You can also hire a Shopify developer from Shopify’s list of experts to help you out with any aspect of your store. But beware that Shopify doesn’t offer official support for any third-party apps and themes that you might use.
WooCommerce offers all the advantages that come with being the world’s most popular eCommerce platform. There are tons of guides, documentations, tutorials, and community forums where you can seek help for any issue related to your WooCommerce store.
However, WooCommerce offers little by way of direct support – there’s no phone, live chat, or email option. All you can do is raise a ticket for a problem you’re facing. And since it’s a self-hosted platform, you need to contact your hosting provider in case of server issues. The same holds for WooCommerce add-ons and plugins, whose developers you must contact in case of problems.
Pricing, Costs & Fees
Shopify plans start at $29 and top out at $299 per month. All plans are upgradeable to higher ones and include important features like domain name, web hosting, and an SSL certificate by default.
And as mentioned previously, all Shopify plans offer unlimited file storage space, two user accounts, unlimited product catalogue, 24/7 support and more.
However, you need to pay for using third-party extensions with Shopify. And though you might not need those extensions at the beginning, they can be quite useful in scaling up your store and operations in the future.
And when talking about costs, you have to consider the fee for the payment gateways. As seen in the table above, the transaction fee reduces as you go for more premium Shopify plans.
WooCommerce is open-source and free to use. But you have to pay for everything else. This includes a domain name, website hosting service, and an SSL certificate. They are the bare minimum any online store needs to operate.

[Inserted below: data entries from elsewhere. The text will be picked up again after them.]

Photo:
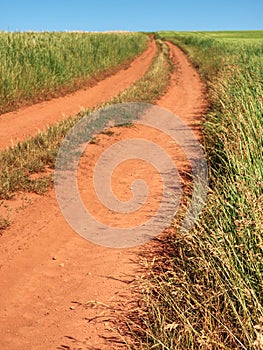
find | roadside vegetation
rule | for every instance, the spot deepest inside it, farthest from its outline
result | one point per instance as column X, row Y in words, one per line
column 37, row 66
column 204, row 289
column 36, row 156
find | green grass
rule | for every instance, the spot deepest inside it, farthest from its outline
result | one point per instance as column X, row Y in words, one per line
column 38, row 154
column 204, row 290
column 37, row 66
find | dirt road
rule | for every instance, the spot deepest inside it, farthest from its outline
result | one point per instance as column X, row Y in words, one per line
column 18, row 125
column 49, row 274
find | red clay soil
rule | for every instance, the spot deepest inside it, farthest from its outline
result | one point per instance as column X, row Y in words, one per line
column 18, row 125
column 49, row 275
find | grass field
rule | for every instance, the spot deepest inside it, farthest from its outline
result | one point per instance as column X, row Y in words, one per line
column 37, row 66
column 206, row 292
column 38, row 154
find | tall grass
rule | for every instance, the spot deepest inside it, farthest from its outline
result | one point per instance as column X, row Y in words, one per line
column 205, row 291
column 35, row 66
column 38, row 154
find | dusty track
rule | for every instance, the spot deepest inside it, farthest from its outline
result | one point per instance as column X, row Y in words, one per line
column 18, row 125
column 48, row 273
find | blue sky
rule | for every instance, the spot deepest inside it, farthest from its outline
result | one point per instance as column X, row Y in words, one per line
column 136, row 15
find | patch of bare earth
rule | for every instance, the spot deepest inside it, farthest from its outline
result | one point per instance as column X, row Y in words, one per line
column 53, row 283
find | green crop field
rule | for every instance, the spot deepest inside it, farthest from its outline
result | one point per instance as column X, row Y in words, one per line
column 210, row 293
column 37, row 66
column 205, row 289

On the plus side, you can buy them for less than $15 per month, which is half the price of Shopify’s basic plan. There are also providers like BlueHost that offer specialized WooCommerce hosting for as low as $6.95 a month. And that price tag includes a domain name, a starter hosting package, and an SSL certificate.

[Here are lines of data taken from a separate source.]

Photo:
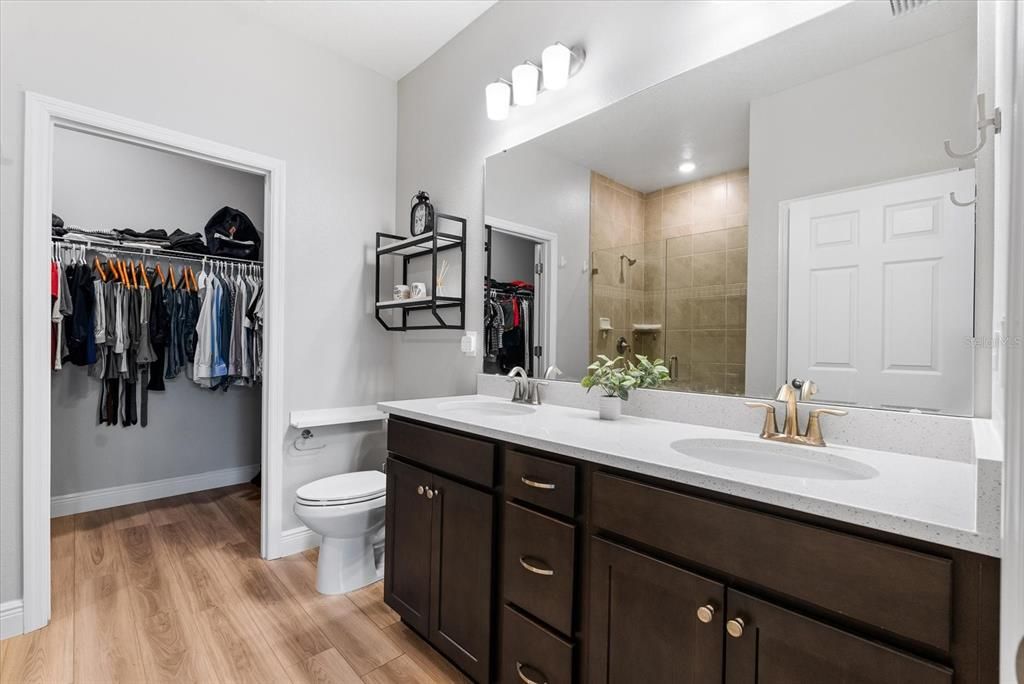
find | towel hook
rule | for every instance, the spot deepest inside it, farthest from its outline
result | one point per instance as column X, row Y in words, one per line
column 995, row 121
column 952, row 198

It bears mentioning though that many of WooCommerce’s advanced plugins are costly, which means you have to pay more for adding premium features to your store.
Who Wins – WooCommerce edges out Shopify here. It’s cheaper to start your store with, offers loads of good quality and free plugins, lets you pay for only the tools that you want, and charges no transaction fee.
Shopify vs WooCommerce – Who Comes Out on Top
If you’ve read till here, it’s obvious there’s no clear winner among the two. So how do you choose between Shopify and WooCommerce?
Let’s make a case for each platform to simplify your decision further.
Choose Shopify if,
- you don’t have a website and want to start your online store as soon as possible with zero hassles.
- you don’t want to get into the technical side too much and want your store to look and function well out of the box.
- you are alright with paying for all features and tools, even if you might not need some of them.
- you think you’ll need customer support when running your store.
- you like the idea of just signing up, following a few steps, and voila, having a fully-functional online store ready for business.
Choose WooCommerce if,
- you either have a WordPress website or are ready to build one and create an eCommerce store over it.
- you don’t mind getting into the technical side to set up your store or are willing to pay a developer for it.
- you want complete control over your online store.
- you want a large pool of store designs, plugins, and extensions to choose from.
- you have a limited budget.
- you can make do without 24/7 support.
In the end, you can’t go wrong by choosing either platform. It’s also worth mentioning that it doesn’t cost much to hire a Shopify developer or WooCommerce expert to help set up your eCommerce store. Popularity has its advantages and easily available, affordable, and quality developer talent is one of them.
We hope this comparison answered your questions and helped you decide which among Shopify and WooCommerce is the better platform for your store.